CHICAGO – The merger of HealthPartners Inc. with Park Nicollet Health Services won’t have an immediate impact on the credits of either system. as no change is expected in the obligated group backing each organization’s debt, Standard & Poor’s said in a report this week.
The two Minnesota systems announced last week the signing of an agreement to combine operations and oversight boards in a union considered the most significant in the competitive local health care market in years. It could also spawn mergers similar to what has occurred in other major markets as systems seek a competitive edge while grappling with federal reforms and capital challenges. The merger still requires state and federal approval. If cleared, it would take effect in January.
The system would bear the HealthPartners name. HealthPartners chief executive officer Mary Brainerd will lead the system and Park Nicollet’s CEO, David Abelson, would be president.

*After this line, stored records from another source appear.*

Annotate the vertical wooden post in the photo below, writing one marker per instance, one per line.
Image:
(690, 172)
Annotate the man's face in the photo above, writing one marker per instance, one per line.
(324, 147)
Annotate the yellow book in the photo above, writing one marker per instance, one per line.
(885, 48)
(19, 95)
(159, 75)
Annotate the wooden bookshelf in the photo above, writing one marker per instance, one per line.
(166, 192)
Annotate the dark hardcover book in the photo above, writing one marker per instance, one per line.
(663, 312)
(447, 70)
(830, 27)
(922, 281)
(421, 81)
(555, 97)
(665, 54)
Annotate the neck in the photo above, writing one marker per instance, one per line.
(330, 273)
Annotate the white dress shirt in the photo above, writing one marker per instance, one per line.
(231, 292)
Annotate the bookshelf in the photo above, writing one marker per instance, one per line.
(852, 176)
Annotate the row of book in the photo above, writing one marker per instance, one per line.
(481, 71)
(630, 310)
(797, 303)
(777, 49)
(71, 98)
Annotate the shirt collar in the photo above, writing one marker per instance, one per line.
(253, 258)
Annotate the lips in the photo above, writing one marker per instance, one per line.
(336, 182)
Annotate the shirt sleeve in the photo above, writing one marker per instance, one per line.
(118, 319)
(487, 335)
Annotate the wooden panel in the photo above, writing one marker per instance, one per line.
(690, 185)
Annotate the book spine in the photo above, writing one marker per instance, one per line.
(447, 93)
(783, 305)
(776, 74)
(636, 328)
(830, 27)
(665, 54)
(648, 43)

The merger expands HealthPartners physician clinic offerings while girding the smaller Park Nicollet against competition from other nearby hospitals in larger systems. Park Nicollet also would be included in HealthPartners insurance business.

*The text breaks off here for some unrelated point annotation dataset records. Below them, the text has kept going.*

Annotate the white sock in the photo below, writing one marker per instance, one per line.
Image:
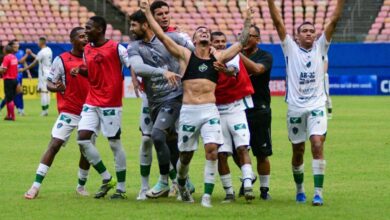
(42, 171)
(264, 180)
(144, 182)
(121, 186)
(318, 167)
(210, 171)
(182, 170)
(246, 170)
(299, 170)
(164, 178)
(83, 175)
(227, 183)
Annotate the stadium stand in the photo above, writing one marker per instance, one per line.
(380, 29)
(227, 15)
(27, 20)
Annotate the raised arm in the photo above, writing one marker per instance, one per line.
(277, 19)
(331, 26)
(233, 50)
(173, 48)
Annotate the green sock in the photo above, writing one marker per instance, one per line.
(82, 182)
(144, 170)
(39, 178)
(172, 174)
(208, 188)
(318, 181)
(298, 178)
(100, 167)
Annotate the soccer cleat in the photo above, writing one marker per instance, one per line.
(105, 187)
(173, 191)
(185, 195)
(119, 194)
(80, 190)
(206, 201)
(229, 198)
(142, 194)
(264, 195)
(241, 192)
(248, 194)
(32, 193)
(158, 190)
(317, 201)
(300, 198)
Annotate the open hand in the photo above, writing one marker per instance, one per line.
(144, 4)
(172, 78)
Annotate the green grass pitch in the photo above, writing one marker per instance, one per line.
(357, 179)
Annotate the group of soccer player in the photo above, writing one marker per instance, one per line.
(190, 88)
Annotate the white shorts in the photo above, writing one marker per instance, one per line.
(235, 130)
(64, 126)
(198, 120)
(93, 118)
(42, 84)
(145, 121)
(303, 123)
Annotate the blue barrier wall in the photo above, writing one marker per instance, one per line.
(347, 62)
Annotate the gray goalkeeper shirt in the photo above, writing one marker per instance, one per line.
(150, 60)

HealthPartners is based in Bloomington and operates an insurer, dozens of medical and doctors clinics and its flagship facility Regions Hospital. Collectively, they generate $3.9 billion in revenue annually.
Park Nicollet is based in St. Louis Park. It operates more than 25 clinics and its flagship Methodist Hospital, with revenues of $1.2 billion.
Standard & Poor’s rates HealthPartners BBB-plus with a positive outlook and Park Nicollet A with a stable rating. The obligated groups of each system will remain separate for debt purposes, but the union bodes well for each, it said.
“We believe that combining the two entities augments each entity’s business position because both entities operate in complementary markets,” Standard & Poor’s wrote. “We also believe that the increased scale of the combined entity should provide opportunities for realizing cost efficiencies and implementing strategies that better position the organization for health care reform.”
A possible risk is trouble integrating the two practitioner groups. “We do not expect any immediate financial implications but will meet with each organization in the near term to better understand the combined strategy and potential enterprise and financial impacts,” the agency said.
HealthPartners’ positive outlook reflects its sustained strong earnings, and if it is able to maintain its current level of membership while continuing to generate annual returns on revenue of about 3%, it could win an upgrade in the coming year.
Moody’s Investors Service rates HealthPartners’ $280 million of debt A3 with a positive outlook. In revising the outlook last year from stable, Moody’s recognized improved operating performance since fiscal 2010. Park Nicollet has about $400 million of debt.